How does he counter claims that the focus of the chamber is too much on the big US companies at the expense of the smaller ones?

“The US multinational community here is a broad church, from huge, long-established employers like Abbott and IBM to smaller emerging companies like online accommodation rental service company Airbnb, often with very different needs.”

He believes the chamber, along with the IDA, has become more savvy at identifying the needs of smaller operations. Attracting FDI here is not just about tax and skills, he says, it’s about creating a good workplace environment.

“For example, many people locating here often complain about the cumbersome process of applying for a driving licence or the challenge of gaining access to suitable schools for their children.”

In terms of high-tech start-ups, there has been a noticeable “clustering effect” in Dublin’s digital docklands, he says, with firms such as AdRoll, Airbnb, Yelp all locating operations there.

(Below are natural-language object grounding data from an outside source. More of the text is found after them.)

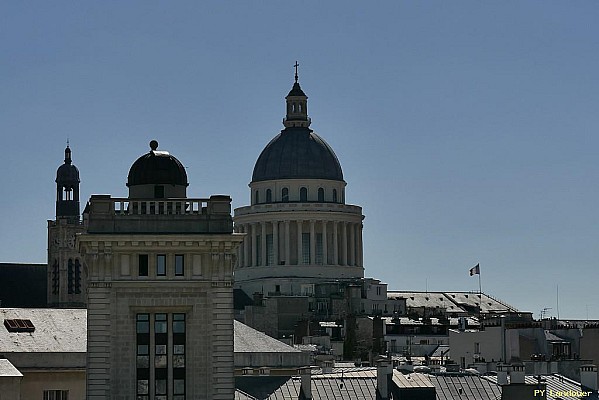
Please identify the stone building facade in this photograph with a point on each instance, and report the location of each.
(299, 229)
(160, 288)
(66, 275)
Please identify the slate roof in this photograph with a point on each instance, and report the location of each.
(411, 380)
(249, 340)
(336, 386)
(56, 330)
(464, 387)
(14, 277)
(427, 299)
(555, 383)
(489, 304)
(452, 301)
(7, 369)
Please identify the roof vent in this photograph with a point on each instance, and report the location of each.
(19, 325)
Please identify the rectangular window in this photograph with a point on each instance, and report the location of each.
(258, 250)
(143, 356)
(143, 265)
(270, 254)
(168, 380)
(161, 265)
(179, 265)
(56, 395)
(160, 356)
(319, 250)
(305, 248)
(178, 356)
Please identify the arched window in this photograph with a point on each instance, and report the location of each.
(77, 276)
(71, 277)
(285, 195)
(303, 194)
(321, 195)
(55, 277)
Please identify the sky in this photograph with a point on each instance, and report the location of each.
(467, 130)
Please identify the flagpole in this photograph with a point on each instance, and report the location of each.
(480, 298)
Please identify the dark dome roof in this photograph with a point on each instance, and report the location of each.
(157, 167)
(297, 153)
(67, 173)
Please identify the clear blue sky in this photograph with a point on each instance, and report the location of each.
(467, 130)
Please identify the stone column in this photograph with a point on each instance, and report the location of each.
(344, 243)
(275, 242)
(246, 246)
(352, 244)
(254, 249)
(287, 244)
(335, 244)
(300, 259)
(263, 243)
(325, 256)
(312, 242)
(360, 248)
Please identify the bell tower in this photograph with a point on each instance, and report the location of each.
(67, 189)
(66, 278)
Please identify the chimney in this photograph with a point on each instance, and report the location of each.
(306, 384)
(517, 374)
(588, 376)
(258, 298)
(502, 370)
(383, 372)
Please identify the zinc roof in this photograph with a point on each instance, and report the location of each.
(557, 386)
(249, 340)
(464, 387)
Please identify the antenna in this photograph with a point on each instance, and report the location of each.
(544, 312)
(557, 295)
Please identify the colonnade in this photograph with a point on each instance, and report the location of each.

He mentions he was at an event recently where Marcus Segal, one of the founding members of games company Zynga, said: “If you’re in my sector, you simply cannot afford not to come to Dublin and set up operations here because so many other players are here”.

Redmond says: “Government gets this and understands the need to have a good working and living environment in the digital docklands.”

However, he believes Ireland’s relatively high rate of income tax puts it way out of kilter with other states, and makes it difficult for firms to bring in high-quality staff.

The chamber would like Minister for Finance Michael Noonan to, at the very least, signal in the budget that he intends to bring the “effective” top band below 50 per cent in the near future.

The chamber is also closely monitoring the EU’s decision to review patent box regimes – under which certain member states offer tax breaks for intellectual property – something that many of the chamber’s members would benefit from, if one was put in place here.

The Government has adopted a “wait-and-see approach” as the European Commission decides whether these schemes contravene state aid rules.

Overall, Redmond insists the future for Ireland is bright. “The confidence of US job creators here is now as strong as it ever was.”

He is lucky to be stepping into the role just as the economy is shifting away from its recessionary co-ordinates. However, the hullabaloo over multinational tax, and in particular Ireland’s role in it, is likely to keep him busy for some time to come.